そんなとき、私も含めて、おおよそ皆の口から出るのは、「やばい、検査に引っかかってしまった」という言葉です。
今までの生活に支障が出るかも、仕事にも影響が出るかも、様々なことを考えてしまいますから、当然かもしれません。
しかしよく考えてみると、その検査は私を悪い方向へ引き釣りこもうとしたり、おとしめようとしているわけではありません。
私の体の悪いところを見つけるための検査ですから、悪いところが見つかったならば、「よかった、悪いところを見つけてくださって、教えてくださってありがとう。感謝します」というのが本来かもしれませんが、なかなかそのような言葉はこの口から出てきません。
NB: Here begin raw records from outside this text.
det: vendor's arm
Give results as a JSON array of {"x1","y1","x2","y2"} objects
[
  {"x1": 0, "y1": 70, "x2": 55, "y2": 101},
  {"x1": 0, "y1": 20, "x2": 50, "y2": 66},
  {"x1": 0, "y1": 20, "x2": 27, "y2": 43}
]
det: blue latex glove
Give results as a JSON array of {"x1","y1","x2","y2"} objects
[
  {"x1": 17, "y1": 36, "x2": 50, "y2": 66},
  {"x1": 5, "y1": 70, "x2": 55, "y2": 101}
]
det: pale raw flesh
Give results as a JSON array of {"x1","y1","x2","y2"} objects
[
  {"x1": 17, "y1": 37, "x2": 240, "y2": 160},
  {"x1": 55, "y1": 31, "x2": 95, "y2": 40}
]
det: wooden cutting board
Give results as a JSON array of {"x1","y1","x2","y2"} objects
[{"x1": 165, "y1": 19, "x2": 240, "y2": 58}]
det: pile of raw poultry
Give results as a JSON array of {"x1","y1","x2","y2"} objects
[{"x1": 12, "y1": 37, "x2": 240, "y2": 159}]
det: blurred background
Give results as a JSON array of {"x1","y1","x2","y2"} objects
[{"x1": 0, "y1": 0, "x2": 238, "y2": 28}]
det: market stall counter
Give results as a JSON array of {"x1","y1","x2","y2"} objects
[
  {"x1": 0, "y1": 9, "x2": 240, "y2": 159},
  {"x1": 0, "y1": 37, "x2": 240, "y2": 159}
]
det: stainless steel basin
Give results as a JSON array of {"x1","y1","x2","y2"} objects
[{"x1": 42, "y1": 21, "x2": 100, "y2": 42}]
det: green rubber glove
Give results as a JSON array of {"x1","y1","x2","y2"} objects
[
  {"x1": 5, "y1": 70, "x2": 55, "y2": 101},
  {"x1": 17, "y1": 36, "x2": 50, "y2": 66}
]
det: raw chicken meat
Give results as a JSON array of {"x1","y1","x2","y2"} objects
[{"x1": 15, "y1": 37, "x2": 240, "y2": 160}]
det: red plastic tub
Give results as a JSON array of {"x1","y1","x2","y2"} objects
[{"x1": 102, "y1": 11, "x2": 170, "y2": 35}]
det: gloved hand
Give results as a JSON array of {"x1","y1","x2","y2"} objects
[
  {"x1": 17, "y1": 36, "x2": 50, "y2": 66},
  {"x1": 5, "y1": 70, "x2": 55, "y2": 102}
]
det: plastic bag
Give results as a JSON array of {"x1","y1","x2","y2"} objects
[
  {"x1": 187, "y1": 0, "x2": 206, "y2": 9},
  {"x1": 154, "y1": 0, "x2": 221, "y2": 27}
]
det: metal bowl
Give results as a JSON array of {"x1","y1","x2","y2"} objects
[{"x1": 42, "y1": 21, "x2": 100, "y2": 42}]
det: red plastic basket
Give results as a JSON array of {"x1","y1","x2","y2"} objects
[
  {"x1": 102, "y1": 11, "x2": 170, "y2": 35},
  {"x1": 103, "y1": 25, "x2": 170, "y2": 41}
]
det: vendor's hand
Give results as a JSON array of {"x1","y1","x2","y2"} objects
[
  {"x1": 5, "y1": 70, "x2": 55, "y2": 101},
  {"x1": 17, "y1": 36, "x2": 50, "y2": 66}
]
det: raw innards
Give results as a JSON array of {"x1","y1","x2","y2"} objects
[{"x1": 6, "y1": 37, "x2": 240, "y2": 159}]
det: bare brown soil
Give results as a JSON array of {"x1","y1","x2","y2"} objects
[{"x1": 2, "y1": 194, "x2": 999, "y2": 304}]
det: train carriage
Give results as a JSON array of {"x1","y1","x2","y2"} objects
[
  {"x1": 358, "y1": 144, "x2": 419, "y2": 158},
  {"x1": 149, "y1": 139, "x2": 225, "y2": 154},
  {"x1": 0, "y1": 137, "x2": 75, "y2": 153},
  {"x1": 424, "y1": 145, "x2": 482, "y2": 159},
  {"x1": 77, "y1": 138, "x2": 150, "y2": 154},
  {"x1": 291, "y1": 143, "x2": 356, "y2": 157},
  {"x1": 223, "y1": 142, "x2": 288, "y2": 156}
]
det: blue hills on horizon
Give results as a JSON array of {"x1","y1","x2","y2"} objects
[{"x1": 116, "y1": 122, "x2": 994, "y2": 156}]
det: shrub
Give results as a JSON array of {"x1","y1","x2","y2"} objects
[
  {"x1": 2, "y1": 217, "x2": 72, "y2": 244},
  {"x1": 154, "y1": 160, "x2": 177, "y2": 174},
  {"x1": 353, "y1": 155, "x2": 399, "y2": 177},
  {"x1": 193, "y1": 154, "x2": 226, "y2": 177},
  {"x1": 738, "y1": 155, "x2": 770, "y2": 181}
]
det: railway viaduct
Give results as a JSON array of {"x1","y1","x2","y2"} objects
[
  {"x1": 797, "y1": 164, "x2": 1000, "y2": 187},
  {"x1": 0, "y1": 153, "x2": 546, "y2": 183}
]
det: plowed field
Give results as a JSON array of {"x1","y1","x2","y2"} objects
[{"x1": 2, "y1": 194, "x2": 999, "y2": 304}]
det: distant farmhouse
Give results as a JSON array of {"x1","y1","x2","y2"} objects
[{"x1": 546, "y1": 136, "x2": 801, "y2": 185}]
自分自身の期待する状況と異なる状況になったから、それに対する不満や憤り、落胆や不安があるからでありましょう。
お寺でのお聴聞も同様のことが言えるかもしれません。仏さまの教えを聞くと、怒り腹立ちねたみが途絶えることのない私とか、罪深い悪人の私とか、自分自身の心の中や行いの、一番言ってほしくない部分を指摘されるようであります。
「人の噂話は嘘でもおもしろいが、自分の噂話は本当でも腹が立つ」という言葉がありますが、自分自身の心の奥底や行動を指摘されることは気持ちのいいものではありません。
でも、健康診断は体の悪いところを作っているわけではありません。体のここが悪いから早く直せという催促です。
お寺でのお聴聞も仏さまからのお救いのご催促です。
12月16日~一番言ってほしくない部分 | 2024年12月14日【465】
11月16日~大人の意識やはからいえて…
温暖化でしょうか、わりとあたたかな秋です。
さて、先日テレビで、横断歩道で歩行者が待っている時、歩行者のために車が進んで止まる確率を都道府県別に調べた結果が放送されており、全国で一番が長野県で、しかも数年連続で一位ということでした。
単年ならまだしも数年一位とは何か原因があると番組が調べたところ、長野県では横断歩道で車が止まった時に、子どもたちがその車に頭を下げてお礼をすることが県民レベルで長年習慣となっていて、頭を下げてお礼をしていたその子ども達が、やがて大人になりドライバーとなって、横断歩道で子どもたちのために進んで止まることが自然に受け継がれているということでした。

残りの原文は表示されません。